In México, there are about 1.3 million members of the Church of which 200,000 are active. That means only one in seven members are active. What has been hard for us to comprehend is the strength there is here in the Church. There are some fourth and fifth generation families and these members are strong. Many had been serving as Temple Workers, many are former Bishops, Stake Presidents and Missionaries. All of the Temple Workers were released on Jan 6th when the Temple closed. Most of them do not have callings. All of them are feeling the “emptiness” that Temple Workers feel when they are no longer able to serve. All of these need to be “kept close” so that they will be able to return to the Temple when it reopens. Many of them are seeking ways to serve.
What the Spirit told us was simply this: These Matrimonio Mayores are some of the 144,000 available and prepared to serve in México at this time and in this place. They are to serve their families and friends from their homes. I judge there is a message here for many other areas of the Church.

We are searching and finding these Matrimonio Mayores in every ward we visit. They are asking us how they can serve. We are inviting them to serve as Matrimonios Mayores as missionaries in their own wards and stakes. We have two couples training in the Mission Office right now as we figure out how to get them called as missionaries. We have two other couples who want to serve in their wards. We have a senior sister preparing to serve as a missionary in her ward and in the Office (she is also a dentist). We have lists of many released Temple Workers needing to serve. This is really exciting and marvelous. There is also a lot of opposition. I can only imagine where this will lead but we are on board and running with it.

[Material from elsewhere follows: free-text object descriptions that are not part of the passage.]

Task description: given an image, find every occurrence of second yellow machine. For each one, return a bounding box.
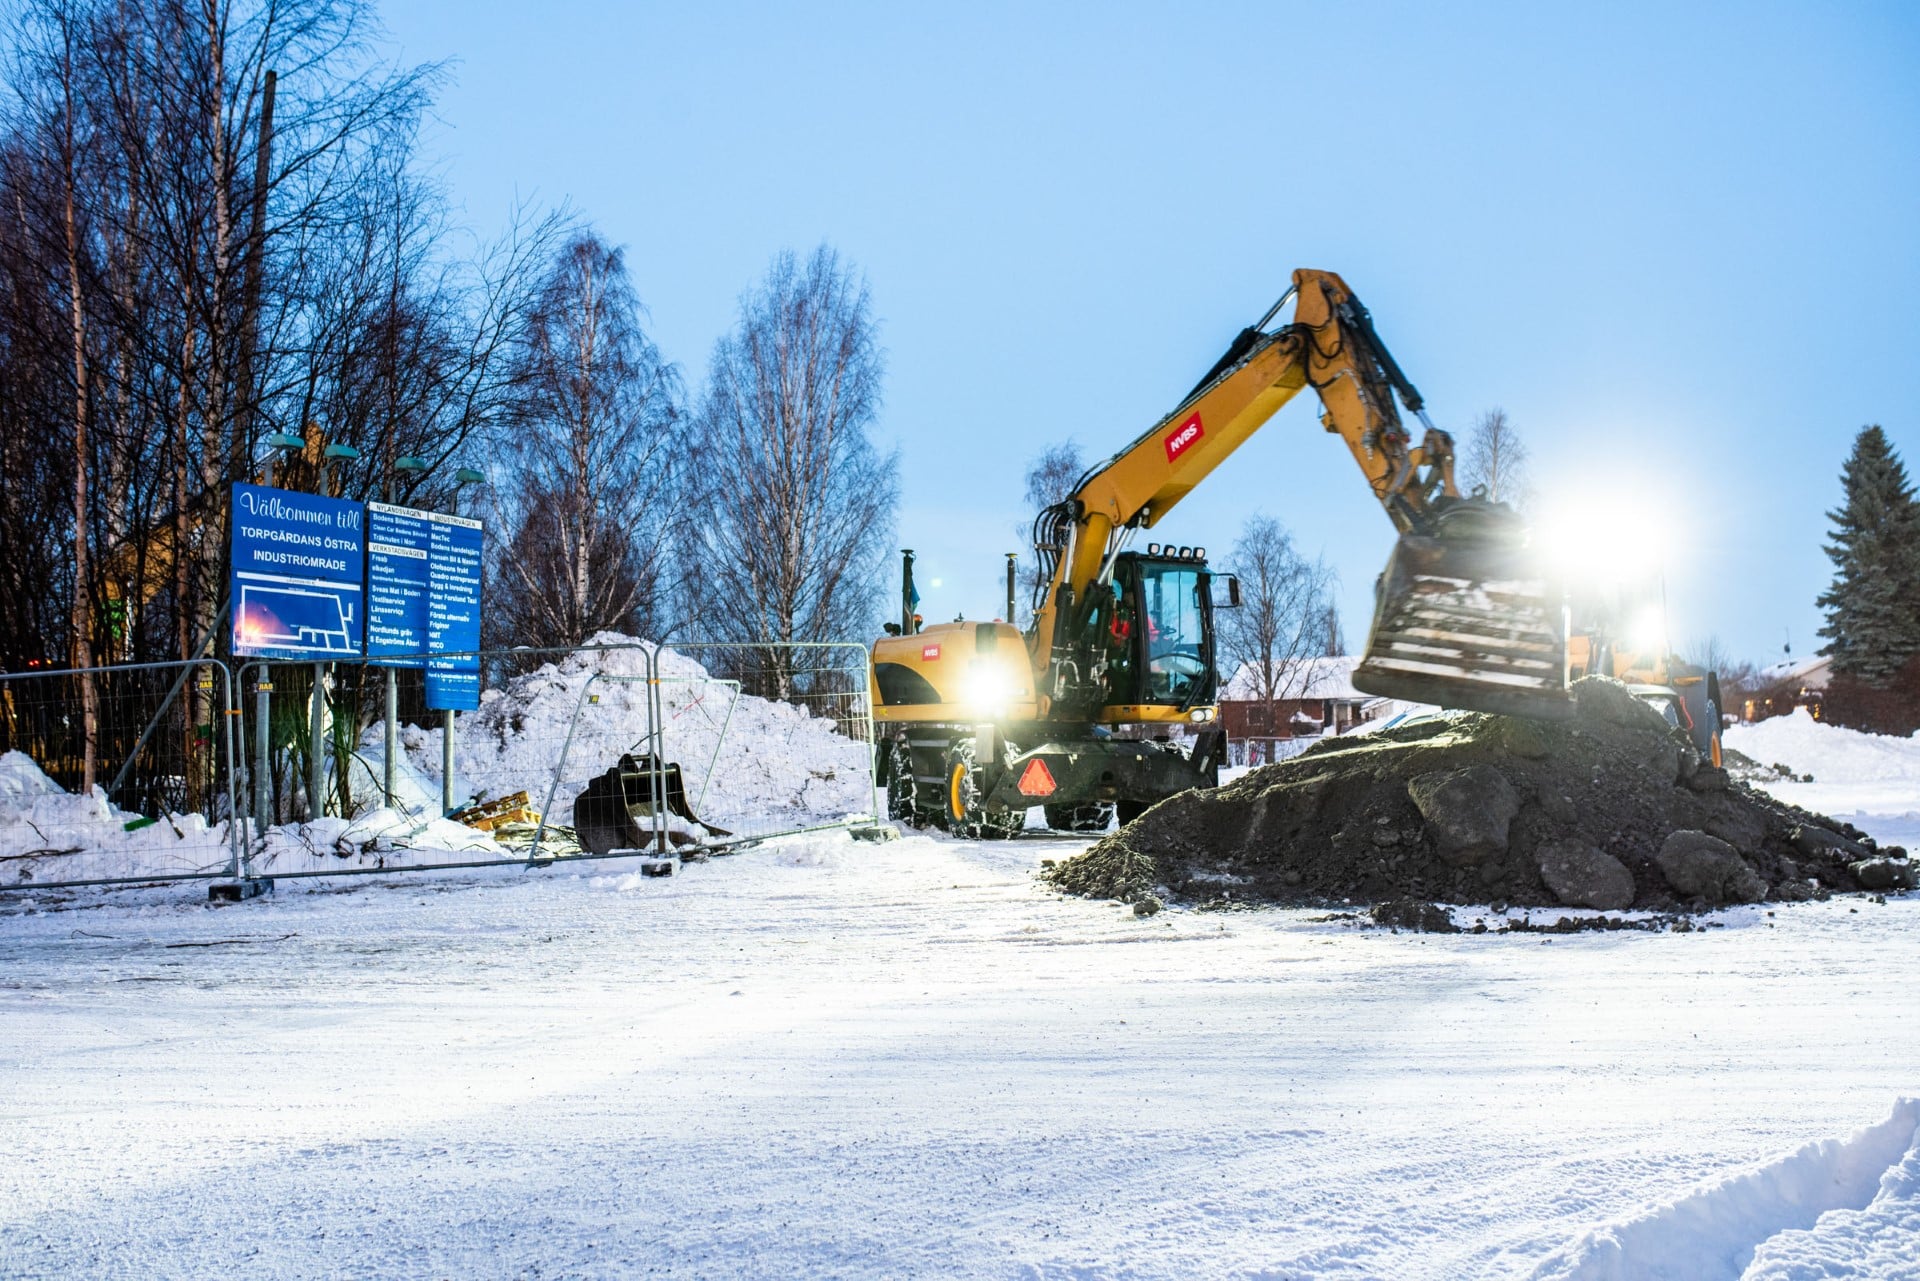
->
[870,269,1570,837]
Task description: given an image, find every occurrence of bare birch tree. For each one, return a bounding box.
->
[1460,407,1530,507]
[1017,438,1082,626]
[1218,513,1335,745]
[685,244,896,698]
[489,230,681,647]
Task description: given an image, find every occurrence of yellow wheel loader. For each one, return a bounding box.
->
[870,269,1570,836]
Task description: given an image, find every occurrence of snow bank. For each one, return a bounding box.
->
[399,633,873,833]
[0,750,232,885]
[250,807,505,875]
[1727,709,1920,798]
[1727,709,1920,851]
[1745,1108,1920,1278]
[3,634,876,885]
[1532,1098,1920,1280]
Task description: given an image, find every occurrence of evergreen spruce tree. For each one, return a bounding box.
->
[1817,425,1920,684]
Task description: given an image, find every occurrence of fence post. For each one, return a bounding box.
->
[649,645,667,853]
[442,709,455,814]
[384,668,398,807]
[254,668,272,840]
[216,663,239,878]
[308,661,325,821]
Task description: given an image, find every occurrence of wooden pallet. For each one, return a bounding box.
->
[448,791,541,832]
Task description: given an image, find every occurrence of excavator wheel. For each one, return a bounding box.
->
[881,738,930,829]
[944,741,1023,841]
[1044,802,1114,834]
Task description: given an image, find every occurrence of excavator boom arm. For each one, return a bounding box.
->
[1028,269,1570,720]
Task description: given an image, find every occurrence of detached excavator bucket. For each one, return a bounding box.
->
[1353,513,1573,721]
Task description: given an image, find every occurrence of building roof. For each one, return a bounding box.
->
[1221,655,1365,702]
[1758,654,1832,690]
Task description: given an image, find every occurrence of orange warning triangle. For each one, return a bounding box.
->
[1016,757,1057,798]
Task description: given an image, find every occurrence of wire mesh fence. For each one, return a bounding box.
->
[649,642,879,852]
[1,639,882,892]
[0,660,240,889]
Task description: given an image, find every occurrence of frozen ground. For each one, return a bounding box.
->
[1,709,1916,1278]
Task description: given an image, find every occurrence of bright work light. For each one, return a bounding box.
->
[963,660,1019,715]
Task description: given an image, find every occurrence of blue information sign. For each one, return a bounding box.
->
[366,502,433,663]
[425,514,484,711]
[230,483,366,659]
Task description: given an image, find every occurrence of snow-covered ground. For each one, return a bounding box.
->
[1,706,1916,1278]
[1728,708,1920,853]
[0,830,1914,1279]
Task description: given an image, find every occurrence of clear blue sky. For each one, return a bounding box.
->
[384,1,1918,666]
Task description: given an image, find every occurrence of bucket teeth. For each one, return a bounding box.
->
[1355,528,1573,721]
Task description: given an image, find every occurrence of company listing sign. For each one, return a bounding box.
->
[230,484,366,660]
[366,502,433,660]
[425,513,483,711]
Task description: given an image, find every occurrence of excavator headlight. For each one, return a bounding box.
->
[963,661,1019,715]
[1189,708,1214,723]
[1147,543,1161,556]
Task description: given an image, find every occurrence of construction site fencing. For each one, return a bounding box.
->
[2,639,880,893]
[530,641,880,860]
[231,643,654,881]
[0,659,241,891]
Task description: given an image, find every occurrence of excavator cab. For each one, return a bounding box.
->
[1101,550,1222,711]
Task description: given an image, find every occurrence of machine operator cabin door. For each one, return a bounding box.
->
[1112,558,1210,707]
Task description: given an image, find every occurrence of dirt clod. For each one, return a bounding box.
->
[1535,839,1635,911]
[1656,831,1766,905]
[1044,677,1906,916]
[1406,765,1518,865]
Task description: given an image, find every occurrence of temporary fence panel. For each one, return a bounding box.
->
[645,642,880,852]
[3,638,881,894]
[233,644,658,879]
[0,660,240,890]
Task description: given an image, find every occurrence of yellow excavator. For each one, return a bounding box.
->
[871,269,1570,836]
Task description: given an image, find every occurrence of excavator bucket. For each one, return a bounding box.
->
[1353,511,1574,721]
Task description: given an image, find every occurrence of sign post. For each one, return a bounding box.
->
[230,484,366,822]
[230,483,483,824]
[367,502,433,805]
[427,513,483,813]
[364,501,483,814]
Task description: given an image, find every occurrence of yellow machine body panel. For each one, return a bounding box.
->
[871,621,1039,724]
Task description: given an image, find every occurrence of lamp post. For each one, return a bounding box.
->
[319,442,359,497]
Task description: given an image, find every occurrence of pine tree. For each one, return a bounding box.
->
[1817,425,1920,684]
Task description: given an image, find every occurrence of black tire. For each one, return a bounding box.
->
[882,738,926,827]
[943,740,1023,840]
[1043,802,1114,834]
[1116,799,1152,826]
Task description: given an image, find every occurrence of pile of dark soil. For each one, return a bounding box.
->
[1046,678,1915,916]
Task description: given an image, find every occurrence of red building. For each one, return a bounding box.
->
[1216,656,1410,764]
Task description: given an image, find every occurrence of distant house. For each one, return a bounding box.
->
[1748,654,1831,722]
[1217,656,1394,763]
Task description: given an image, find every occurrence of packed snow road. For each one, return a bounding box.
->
[2,830,1917,1280]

There is a new Church website called: La Obra de Salvación (the Work of Salvation). It is really a renewed vision of missionary work with members of the Church. It is nothing new. The program is contained in Preach My Gospel, chapter-13 and in Administration of the Church, Manual-2, chapters 4 and 5. It is the way for missionaries and members to work together and prepare a people to receive the Lord.

Our service in the Fredonia Branch in New York while we were serving at the Temple prepared us and gave us the plan and pattern to follow here in México. It is fascinating to see how the Lord orchestrates his work and how he prepares us.
We do not know what the next three months we bring. We do know it will only grow as it will grow at home.